Journal of Applied Mathematics
Volume 2003 (2003), Issue 11, Pages 575-603

On the frictionless unilateral contact of two viscoelastic bodies

M. Barboteu, T.-V. Hoarau-Mantel, and M. Sofonea

Laboratoire de Théorie des Systèmes, Université de Perpignan, 52 avenue de Villeneuve, Perpignan 66860, France

Received 12 December 2002; Revised 10 June 2003

Copyright © 2003 M. Barboteu et al. This is an open access article distributed under the Creative Commons Attribution License, which permits unrestricted use, distribution, and reproduction in any medium, provided the original work is properly cited.

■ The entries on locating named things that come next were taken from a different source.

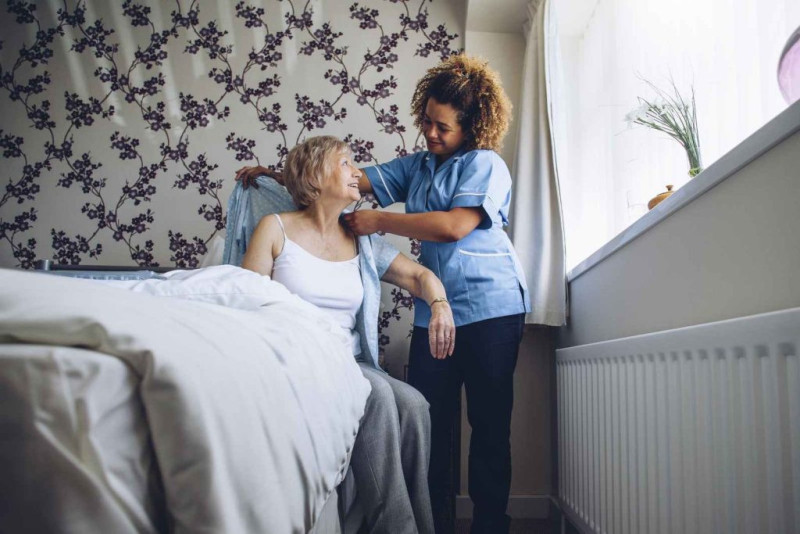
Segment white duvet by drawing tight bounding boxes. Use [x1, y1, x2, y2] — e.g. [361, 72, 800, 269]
[0, 270, 369, 533]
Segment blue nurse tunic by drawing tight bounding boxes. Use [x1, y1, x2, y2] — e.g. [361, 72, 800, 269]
[364, 150, 531, 328]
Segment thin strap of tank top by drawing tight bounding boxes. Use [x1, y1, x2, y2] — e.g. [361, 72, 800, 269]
[273, 213, 286, 252]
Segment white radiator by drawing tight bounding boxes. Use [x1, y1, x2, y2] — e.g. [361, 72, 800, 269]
[557, 308, 800, 534]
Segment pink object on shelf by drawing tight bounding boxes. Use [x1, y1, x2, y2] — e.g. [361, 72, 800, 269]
[778, 28, 800, 104]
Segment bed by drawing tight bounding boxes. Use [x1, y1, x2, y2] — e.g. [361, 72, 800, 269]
[0, 266, 369, 534]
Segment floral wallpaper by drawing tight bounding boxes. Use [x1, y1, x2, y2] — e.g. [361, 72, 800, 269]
[0, 0, 464, 374]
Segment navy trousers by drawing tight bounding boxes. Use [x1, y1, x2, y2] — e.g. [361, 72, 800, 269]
[408, 314, 525, 534]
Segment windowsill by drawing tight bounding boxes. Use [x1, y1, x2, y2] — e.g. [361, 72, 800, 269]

We consider a mathematical model which describes the quasistatic contact between two deformable bodies. The bodies are assumed to have a viscoelastic behavior that we model with Kelvin-Voigt constitutive law. The contact is frictionless and is modeled with the classical Signorini condition with zero-gap function. We derive a variational formulation of the problem and prove the existence of a unique weak solution to the model by using arguments of evolution equations with maximal monotone operators. We also prove that the solution converges to the solution of the corresponding elastic problem, as the viscosity tensors converge to zero. We then consider a fully discrete approximation of the problem, based on the augmented Lagrangian approach, and present numerical results of two-dimensional test problems.